BIRDMAN, despite being a triumph on a pure technical level, also engages in shrewd and self-aware commentary on the very nature of stardom, fame, and what it means to be a “serious” actor of range and worth.  Inarritu seems to be mocking and dissecting the Hollywood blockbuster machine as of late, which has churned out one super hero flick after another (most of which, to be fair, have been pretty solid).  There’s a contrasting of the money-grabbing imperative of the super hero genre movie world and that of smaller, more low-key artistic stage productions and an examination of the way former big name movie stars try to rekindle their once unstoppable careers by going back to their theater roots.  BIRDMAN also wisely points a wagging finger of shame at obtuse-minded critics that are willing to go out of their way to give a stage production a bad review – no matter how good or bad the play may be – because a member of the ex-Hollywood elite has perverted the artform by his/her presence.  BIRDMAN unquestionably wowed me with its meticulous craftsmanship, but the fact that it's also emotionally rich and stimulating for what it has to say as an industry satire is just icing on the proverbial cake. 

I’ve always admired Michael Keaton as an actor; he’s one of those rare double-threat breeds of on-screen performers that is able to bridge the gap between comedy and drama with a relative seamlessness.  He’s never been more electrifying and charismatic as Riggan, a character that falls in and out of a perpetual sinkhole self-loathing, career uncertainty, and unbridled madness throughout BIRDMAN, and Keaton – despite his advancing years – still has that devilishly youthful twinkle of danger and intrigue in his eyes to sell his character’s evolution in the film (he’s never won an Oscar and has incredulously never even been nominated, but he makes a strong case for it here).  A virtuoso ensemble of sturdy and dependable actors flanks Keaton as well; his interplay with Norton – who has a field day playing up to his role’s cocky and narcissistically headstrong nature – makes for a nice foil to Riggan’s mental implosion.  Naomi Watts, Andrea Riseborough, and, in particular, Emma Stone shine brightly in their supporting turns as well.   

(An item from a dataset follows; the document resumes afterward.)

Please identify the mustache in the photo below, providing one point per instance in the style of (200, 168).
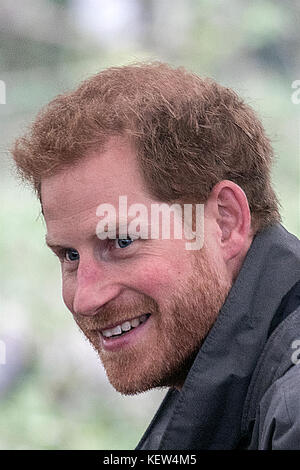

I’ve been careful not to spoil the rich wellspring of surprises that accentuate BIRDMAN’s story, but I will say that it captures the milieu of actors on the edge of breakdown and the backstage shenanigans the go on during a play’s inception and production better than most other similar films I’ve seen.  Inarritu’s film, despite frequently tiptoeing into a purely fantastical fights of fancy, thoroughly feels lived-in and tangible in presenting a stage world of warring egos and conflicting performance motives.  BIRDMAN just feels propulsively alive throughout (the jazzy drum-heavy musical score by Antonio Sanchez joyously and flawlessly compliments the film’s visuals and performances).  It’s so very rare to bare witness to a film that confidently and courageously blends a cutting-edge production aesthetic with remarkable acting, a thematic complexity, and a darkly funny satirical tenacity.  BIRDMAN is such a film.   

Plus, the film returns Michael Keaton back to the movie world as one of its most empowered and riveting actors.  Welcome, back, good sir.  A lot of us have missed you.